Após cerca de uma hora, Michelle atualizou os seguidores informando que a cirurgia havia sido concluída e que Bolsonaro permaneceria sob observação médica. O bloqueio do nervo frênico é um procedimento que visa reduzir temporariamente a atividade do nervo que controla o diafragma, ajudando a interromper soluços persistentes. A técnica é realizada com anestesia local e envolve a aplicação de um medicamento próximo ao nervo, frequentemente com a ajuda de ultrassom.
Especialistas afirmam que essa intervenção é indicada quando os soluços se tornam um problema clínico significativo e não respondem a tratamentos tradicionais. As crises de soluço têm sido uma das principais queixas de saúde do ex-presidente. Recentemente, uma perícia médica do Instituto Nacional de Criminalística avaliou sua condição clínica e recomendou o bloqueio do nervo frênico como uma medida necessária e urgente.
O laudo médico indicou uma “piora progressiva” na condição de hérnia de Bolsonaro, possivelmente relacionada ao “aumento da pressão intra-abdominal decorrente dos soluços e da tosse crônica”. Na quinta-feira (25), Jair Bolsonaro já havia passado por uma cirurgia para tratar uma hérnia inguinal bilateral, um procedimento solicitado pela defesa e autorizado pelo ministro do Supremo Tribunal Federal (STF), Alexandre de Moraes.
A cirurgia durou aproximadamente três horas e meia e foi realizada após avaliação médica que indicou a necessidade de intervenção para evitar agravamentos na saúde do ex-presidente. A hérnia inguinal ocorre quando tecidos do abdômen atravessam um ponto fraco da parede muscular, formando um abaulamento. Quando essa condição afeta ambos os lados, é classificada como bilateral.

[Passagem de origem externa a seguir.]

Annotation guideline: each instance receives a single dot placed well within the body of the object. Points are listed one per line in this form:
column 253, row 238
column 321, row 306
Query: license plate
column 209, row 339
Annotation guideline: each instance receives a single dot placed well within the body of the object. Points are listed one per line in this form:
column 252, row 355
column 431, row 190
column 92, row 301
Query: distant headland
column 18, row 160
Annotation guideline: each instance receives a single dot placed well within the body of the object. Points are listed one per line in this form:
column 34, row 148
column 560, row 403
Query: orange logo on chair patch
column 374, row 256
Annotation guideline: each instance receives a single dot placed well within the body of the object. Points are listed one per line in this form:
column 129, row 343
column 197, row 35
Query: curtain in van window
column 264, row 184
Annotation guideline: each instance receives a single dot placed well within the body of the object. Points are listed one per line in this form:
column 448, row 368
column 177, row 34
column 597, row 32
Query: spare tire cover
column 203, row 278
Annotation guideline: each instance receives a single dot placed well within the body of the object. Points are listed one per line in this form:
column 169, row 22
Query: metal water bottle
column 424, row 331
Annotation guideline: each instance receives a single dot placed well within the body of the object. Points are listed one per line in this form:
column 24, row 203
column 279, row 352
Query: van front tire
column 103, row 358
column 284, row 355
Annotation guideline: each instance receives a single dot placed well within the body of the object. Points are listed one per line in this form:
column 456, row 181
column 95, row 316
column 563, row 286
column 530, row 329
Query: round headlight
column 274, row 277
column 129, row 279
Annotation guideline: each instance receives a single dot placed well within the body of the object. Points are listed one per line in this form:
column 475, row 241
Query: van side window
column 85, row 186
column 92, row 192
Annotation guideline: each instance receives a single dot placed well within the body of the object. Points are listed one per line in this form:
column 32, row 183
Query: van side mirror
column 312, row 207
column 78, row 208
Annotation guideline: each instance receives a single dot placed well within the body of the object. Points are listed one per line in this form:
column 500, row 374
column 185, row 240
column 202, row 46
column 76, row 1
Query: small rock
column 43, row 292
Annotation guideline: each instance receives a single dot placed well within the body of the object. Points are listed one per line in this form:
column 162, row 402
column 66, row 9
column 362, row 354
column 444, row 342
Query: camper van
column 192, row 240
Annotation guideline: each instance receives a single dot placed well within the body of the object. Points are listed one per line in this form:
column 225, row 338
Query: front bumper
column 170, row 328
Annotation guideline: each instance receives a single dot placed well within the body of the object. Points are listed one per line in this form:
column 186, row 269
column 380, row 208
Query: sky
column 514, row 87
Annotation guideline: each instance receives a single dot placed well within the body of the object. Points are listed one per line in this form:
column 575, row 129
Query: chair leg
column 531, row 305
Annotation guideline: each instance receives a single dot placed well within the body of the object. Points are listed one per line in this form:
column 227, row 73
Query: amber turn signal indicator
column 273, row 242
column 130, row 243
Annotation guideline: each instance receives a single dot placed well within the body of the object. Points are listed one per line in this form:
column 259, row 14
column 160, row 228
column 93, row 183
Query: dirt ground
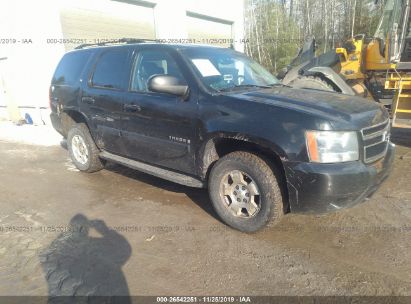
column 146, row 236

Em um boletim médico divulgado na sexta-feira (26), a equipe hospitalar informou que ajustes nas medicações para controlar os soluços e o refluxo gastroesofágico foram realizados. “Foram feitos ajustes nas medicações para soluço e para refluxo gastroesofágico. Não há previsão de novos exames ou procedimentos para hoje”, informaram os médicos.
A internação de Jair Bolsonaro foi autorizada por Alexandre de Moraes para permitir o tratamento da hérnia inguinal bilateral e das crises de soluço. Ele foi internado no hospital DF Star, em Brasília, na quarta-feira (24). Segundo a equipe médica, tratou-se de uma cirurgia eletiva, sem caráter de urgência imediata, mas considerada essencial para prevenir a deterioração do quadro de saúde.
No contexto judicial, Moraes negou um pedido de prisão domiciliar feito pela defesa, alegando “total ausência dos requisitos legais” e mencionando “reiterados descumprimentos das medidas cautelares” e “atos concretos visando à fuga”. Jair Bolsonaro está sob custódia na Superintendência da Polícia Federal desde 22 de novembro, após violar a tornozeleira eletrônica que usava. Três dias depois, o ministro decidiu que ele deveria cumprir uma pena superior a 27 anos de reclusão nesse local.